Parmi les innombrables « gaffes » de Biden (comme les médias les ont appelées, les rares fois où ils n’ont pas pu ne pas les mentionner), les plus inquiétantes, à mon avis, pendant ses années de présidence, n’étaient pas tant les trébuchements, les troubles de l’élocution, l’amnésie ou les défaillances – courantes chez les personnes âgées – que les fabrications pures et simples auxquelles il se livrait si souvent (l’une d’entre elles étant particulièrement affligeante : que son fils Beau était mort en Irak). Comme si le jeune menteur de 1988 était devenu un vieux mythomane incapable de distinguer l’imaginaire de la réalité.

Pourtant, rien de tout cela n’a existé et n’a jamais existé pendant les trois ans et demi de sa présidence, jusqu’au fameux débat avec Trump il y a un mois.

Puis tout a changé – encore une fois sans rapport avec la réalité, car le Biden de fin juin n’était pas sensiblement différent du Biden d’un mois plus tôt – et dimanche dernier est venu son retrait de la campagne.

Mais comment ? De la manière la plus surréaliste qui soit. Le président a disparu, personne ne l’a vu depuis des jours et, pour ce que nous en savons, il pourrait tout aussi bien être mort, mourant ou ignorer qu’il s’est retiré de la campagne (blague, mais pas tout à fait).

La renonciation a été communiquée au monde entier par un message sur X, auquel était jointe une lettre au contenu totalement absurde.

Il faut la lire pour y croire : Biden (ou qui que ce soit d’autre) y dit, en substance, qu’il a tout fait très bien, que sa présidence a été fantastique, qu’il a fait des merveilles dans tous les domaines… et que, par conséquent, il a décidé de ne pas se représenter.

Si le viol de la logique était un délit pénal (et peut-être devrait-il l’être), une telle lettre serait passible d’une peine d’emprisonnement. Il n’y a pas un seul mot d’explication, pas même la plus invraisemblable des raisons (que sais-je : « J’ai été un président fantastique, mais comme je vais bientôt avoir 82 ans, j’ai décidé de me retirer dans la prière »). Il n’y a qu’une référence générique à un futur discours qui, cependant, à l’heure où j’écris ces lignes (le 23 juillet à 14 heures) n’a ni eu lieu ni été programmé. Du pur théâtre de l’absurde.

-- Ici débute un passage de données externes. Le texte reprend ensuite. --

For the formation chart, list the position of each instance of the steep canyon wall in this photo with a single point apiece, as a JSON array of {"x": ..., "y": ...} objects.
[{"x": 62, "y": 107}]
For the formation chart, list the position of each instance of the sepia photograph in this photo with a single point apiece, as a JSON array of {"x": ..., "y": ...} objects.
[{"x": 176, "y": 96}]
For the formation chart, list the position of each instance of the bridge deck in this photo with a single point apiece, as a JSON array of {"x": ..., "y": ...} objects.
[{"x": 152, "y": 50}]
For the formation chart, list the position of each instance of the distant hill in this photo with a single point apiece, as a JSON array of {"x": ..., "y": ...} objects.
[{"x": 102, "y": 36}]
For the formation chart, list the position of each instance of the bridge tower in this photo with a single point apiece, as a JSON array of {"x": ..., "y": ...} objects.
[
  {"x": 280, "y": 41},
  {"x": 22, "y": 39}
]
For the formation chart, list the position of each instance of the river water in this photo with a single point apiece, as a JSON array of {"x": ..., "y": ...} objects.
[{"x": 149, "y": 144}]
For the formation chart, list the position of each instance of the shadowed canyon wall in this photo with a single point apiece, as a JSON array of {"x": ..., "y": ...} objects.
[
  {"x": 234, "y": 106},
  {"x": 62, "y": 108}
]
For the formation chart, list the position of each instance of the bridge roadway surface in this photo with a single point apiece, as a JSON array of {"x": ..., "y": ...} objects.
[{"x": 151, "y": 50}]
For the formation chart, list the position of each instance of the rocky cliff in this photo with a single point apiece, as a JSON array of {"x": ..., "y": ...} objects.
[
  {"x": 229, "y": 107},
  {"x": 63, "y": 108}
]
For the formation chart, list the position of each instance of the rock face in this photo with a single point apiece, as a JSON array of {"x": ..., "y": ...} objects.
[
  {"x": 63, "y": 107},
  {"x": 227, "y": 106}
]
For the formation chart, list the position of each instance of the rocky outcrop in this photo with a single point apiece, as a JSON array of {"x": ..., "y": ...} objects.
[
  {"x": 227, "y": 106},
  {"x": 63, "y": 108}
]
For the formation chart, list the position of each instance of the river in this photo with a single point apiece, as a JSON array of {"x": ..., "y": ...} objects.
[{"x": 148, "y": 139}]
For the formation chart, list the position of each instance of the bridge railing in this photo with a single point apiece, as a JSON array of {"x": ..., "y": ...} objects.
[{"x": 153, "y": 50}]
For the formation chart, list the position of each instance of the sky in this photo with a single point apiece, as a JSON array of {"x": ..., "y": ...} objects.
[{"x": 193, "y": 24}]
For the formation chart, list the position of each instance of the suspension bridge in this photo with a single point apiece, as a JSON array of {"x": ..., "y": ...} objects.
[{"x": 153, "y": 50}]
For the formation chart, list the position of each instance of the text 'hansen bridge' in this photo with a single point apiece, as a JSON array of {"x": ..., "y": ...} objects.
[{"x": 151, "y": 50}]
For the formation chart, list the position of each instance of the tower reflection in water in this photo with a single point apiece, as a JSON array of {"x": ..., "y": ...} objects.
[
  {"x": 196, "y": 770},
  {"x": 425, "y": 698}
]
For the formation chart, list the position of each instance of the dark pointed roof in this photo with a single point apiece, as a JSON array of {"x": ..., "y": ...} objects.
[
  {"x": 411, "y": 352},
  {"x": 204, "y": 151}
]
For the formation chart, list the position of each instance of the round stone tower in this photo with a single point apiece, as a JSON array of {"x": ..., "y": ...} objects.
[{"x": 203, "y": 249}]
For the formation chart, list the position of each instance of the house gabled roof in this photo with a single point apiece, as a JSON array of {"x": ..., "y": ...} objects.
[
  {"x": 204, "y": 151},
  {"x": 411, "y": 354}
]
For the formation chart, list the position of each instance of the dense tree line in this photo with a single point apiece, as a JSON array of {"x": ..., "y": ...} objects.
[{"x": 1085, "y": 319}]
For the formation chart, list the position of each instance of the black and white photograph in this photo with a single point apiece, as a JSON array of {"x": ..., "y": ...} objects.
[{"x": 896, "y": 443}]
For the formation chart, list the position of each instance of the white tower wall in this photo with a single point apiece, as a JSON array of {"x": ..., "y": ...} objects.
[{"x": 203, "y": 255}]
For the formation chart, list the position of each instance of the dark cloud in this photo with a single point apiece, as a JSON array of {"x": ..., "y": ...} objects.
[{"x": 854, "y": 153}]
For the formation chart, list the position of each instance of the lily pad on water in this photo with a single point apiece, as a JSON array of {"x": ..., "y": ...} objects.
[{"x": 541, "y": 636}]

Une fois cette déconnexion totale de la réalité mise en lumière, une grande partie des discussions que j’entends en ces heures sur la façon dont la campagne va se dérouler, sur Trump et Kamala Harris, sur qui pourrait ou non gagner, etc., me semblent hors-sujet. La « machine à voter » est toujours là, en pleine activité, elle sera probablement mise en marche et c’est elle qui comptera.

La question me semble être autre : jusqu’à quel point la représentation politique d’un pays peut-elle s’éloigner de la réalité terrestre ?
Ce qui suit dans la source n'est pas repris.